In the tweets, America, Crux, NCR, Facebook, and TJP comments I’ve read, I have seen a great deal of sharing and questioning. But I haven’t seen (not to say they don’t exist) a number of questions. We have not done a good job of addressing the Church’s history and present day relationships with native communities, including a painful history of rampant cultural abuse. We need to inquire more deeply about the Church in Asia and Africa. We need to look at other cultural and sociological changes, such as the impact of Baby Boomer culture. I by no means want these questions to deflect – quite the opposite. I mean these questions to deepen our understanding, to get to the very heart of not only what we must do, but who we must become for healing, reconciliation, and God’s love in the world.

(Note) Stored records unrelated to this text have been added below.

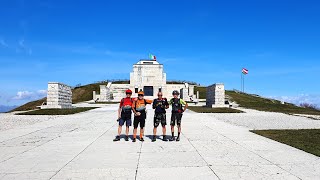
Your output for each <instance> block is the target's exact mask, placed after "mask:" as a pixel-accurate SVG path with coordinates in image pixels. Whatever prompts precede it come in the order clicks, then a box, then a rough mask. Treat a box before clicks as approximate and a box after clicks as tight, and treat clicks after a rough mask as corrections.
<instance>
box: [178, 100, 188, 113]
mask: <svg viewBox="0 0 320 180" xmlns="http://www.w3.org/2000/svg"><path fill="white" fill-rule="evenodd" d="M180 103H181V104H182V105H184V108H183V112H184V111H186V110H187V108H188V103H186V102H185V101H184V100H183V99H180Z"/></svg>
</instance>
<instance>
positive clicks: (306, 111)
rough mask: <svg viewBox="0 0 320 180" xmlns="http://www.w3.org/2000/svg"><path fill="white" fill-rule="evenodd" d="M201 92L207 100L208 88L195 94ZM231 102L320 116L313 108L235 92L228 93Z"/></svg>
mask: <svg viewBox="0 0 320 180" xmlns="http://www.w3.org/2000/svg"><path fill="white" fill-rule="evenodd" d="M197 91H199V95H200V99H205V98H206V92H207V90H206V87H196V88H195V92H197ZM226 95H228V96H229V98H230V100H231V101H235V102H236V103H238V104H239V105H240V107H244V108H248V109H256V110H260V111H269V112H282V113H288V114H312V115H320V111H318V110H316V109H312V108H302V107H298V106H296V105H294V104H290V103H285V104H281V102H280V101H278V100H270V99H265V98H262V97H256V96H252V95H249V94H242V93H236V92H235V91H226Z"/></svg>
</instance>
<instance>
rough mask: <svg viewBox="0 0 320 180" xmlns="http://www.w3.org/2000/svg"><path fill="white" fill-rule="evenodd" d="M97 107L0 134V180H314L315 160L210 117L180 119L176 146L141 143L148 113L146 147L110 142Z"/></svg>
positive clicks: (106, 126) (102, 108) (105, 118)
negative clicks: (180, 134)
mask: <svg viewBox="0 0 320 180" xmlns="http://www.w3.org/2000/svg"><path fill="white" fill-rule="evenodd" d="M101 106H102V107H101V108H98V109H94V110H91V111H88V112H84V113H80V114H75V115H68V116H55V117H54V118H52V119H46V120H45V121H39V122H35V123H32V124H27V125H20V126H12V128H11V129H7V130H2V131H0V142H1V143H0V152H1V153H0V179H286V180H287V179H318V178H319V177H320V158H318V157H316V156H314V155H311V154H308V153H305V152H303V151H300V150H297V149H295V148H292V147H290V146H287V145H284V144H281V143H278V142H275V141H272V140H269V139H267V138H264V137H261V136H258V135H255V134H253V133H250V132H249V128H247V127H240V126H237V125H232V124H229V123H227V122H224V121H220V120H219V116H213V115H210V114H197V113H194V112H191V111H187V112H185V114H184V117H183V120H182V127H183V129H182V131H183V133H182V138H181V141H180V142H163V141H161V140H160V139H158V140H157V141H156V142H154V143H152V142H151V139H150V138H149V136H148V135H151V134H152V118H153V112H152V110H150V109H149V110H148V118H147V123H146V135H147V136H148V137H146V138H145V139H146V141H145V142H143V143H142V142H140V141H138V142H136V143H132V142H131V141H129V142H125V141H124V139H121V141H120V142H113V141H112V139H113V138H114V136H115V135H116V131H117V124H116V121H115V119H116V110H117V107H118V105H101ZM4 116H5V115H3V116H2V115H0V119H1V118H2V117H4ZM6 116H9V115H6ZM286 116H288V115H286ZM12 117H13V116H12ZM16 117H17V118H18V117H19V116H16ZM32 117H33V116H25V117H24V116H21V117H19V118H32ZM38 117H39V116H38ZM45 117H46V118H47V116H45ZM167 117H170V113H168V115H167ZM288 117H289V116H288ZM264 118H266V117H264ZM295 118H298V117H295ZM305 119H306V118H304V120H305ZM25 120H26V119H25ZM123 130H124V129H123ZM167 130H168V133H167V134H169V133H170V130H169V127H168V128H167ZM131 133H132V129H131V130H130V134H131ZM160 133H161V132H160V128H158V134H160Z"/></svg>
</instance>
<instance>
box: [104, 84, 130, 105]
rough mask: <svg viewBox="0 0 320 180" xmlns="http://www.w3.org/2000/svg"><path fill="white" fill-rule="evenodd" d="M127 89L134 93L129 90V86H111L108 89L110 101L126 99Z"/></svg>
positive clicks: (127, 85)
mask: <svg viewBox="0 0 320 180" xmlns="http://www.w3.org/2000/svg"><path fill="white" fill-rule="evenodd" d="M127 89H131V91H132V92H134V89H132V88H130V84H112V85H111V87H110V96H111V97H112V98H111V99H112V101H120V100H121V99H122V98H124V97H126V90H127Z"/></svg>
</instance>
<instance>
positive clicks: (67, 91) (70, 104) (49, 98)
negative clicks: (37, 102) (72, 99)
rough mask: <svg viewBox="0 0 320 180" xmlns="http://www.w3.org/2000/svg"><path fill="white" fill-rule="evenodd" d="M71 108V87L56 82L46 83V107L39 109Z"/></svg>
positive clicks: (59, 108) (43, 106)
mask: <svg viewBox="0 0 320 180" xmlns="http://www.w3.org/2000/svg"><path fill="white" fill-rule="evenodd" d="M66 108H72V91H71V87H70V86H68V85H65V84H62V83H58V82H49V83H48V94H47V105H45V106H41V109H66Z"/></svg>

So what’s the point of staying Catholic?

When I was in middle school, I was regularly bullied to the point of frequently considering suicide. I remember attending Mass as a high school junior at the Ignatian Family Teach-In for Justice. As we sang the hymn “We Are One Body,” I felt an incredible weight lifted from me, a sense of love, belonging, and care. I knew from then on that I must share that love with others. In college, that call to share Christ’s love spurred my discernment toward life as a Jesuit. My vocation is to share that love, healing, and mercy that I encountered through the Eucharist.

That is why I am staying. I stay because there is a fire from the Holy Spirit that cannot be quenched, that demands I love truly and fully so that others may know God’s work in the world. I cannot sit, I cannot abandon because I share that Eucharistic love.

Yet I also know that for many, this was the last straw. I know that the Church and Jesuits – we the popes, cardinals, bishops, priests, deacons, and brothers – have betrayed your hope and trust. In our Jesuit vows, we state that we “know how unworthy [we are] in God’s divine sight.” We are, at this moment, just as unworthy in your sight. I am sorry. Words are not enough, and we must get to work in righting our wrongs. We should have been at this work decades ago. I do not blame those of you who choose to walk away. But please, no matter what, carry with you my sorrow and my commitment to do justice; but more importantly carry the undying love of Christ.


Because I kept silent, my bones wasted away; I groaned all day long. For day and night your hand was heavy upon me; my strength withered as in dry summer heat. Then I declared my sin to you; my guilt I did not hide. I said, “I confess my transgression to the LORD.” – Psalm 32:3-5

  1. I informed the superior. The Jesuits fully cooperated with police and the man is now in prison.
  2. Neither I nor The Jesuit Post specifically endorse these solutions, but simply present them as what is being discussed.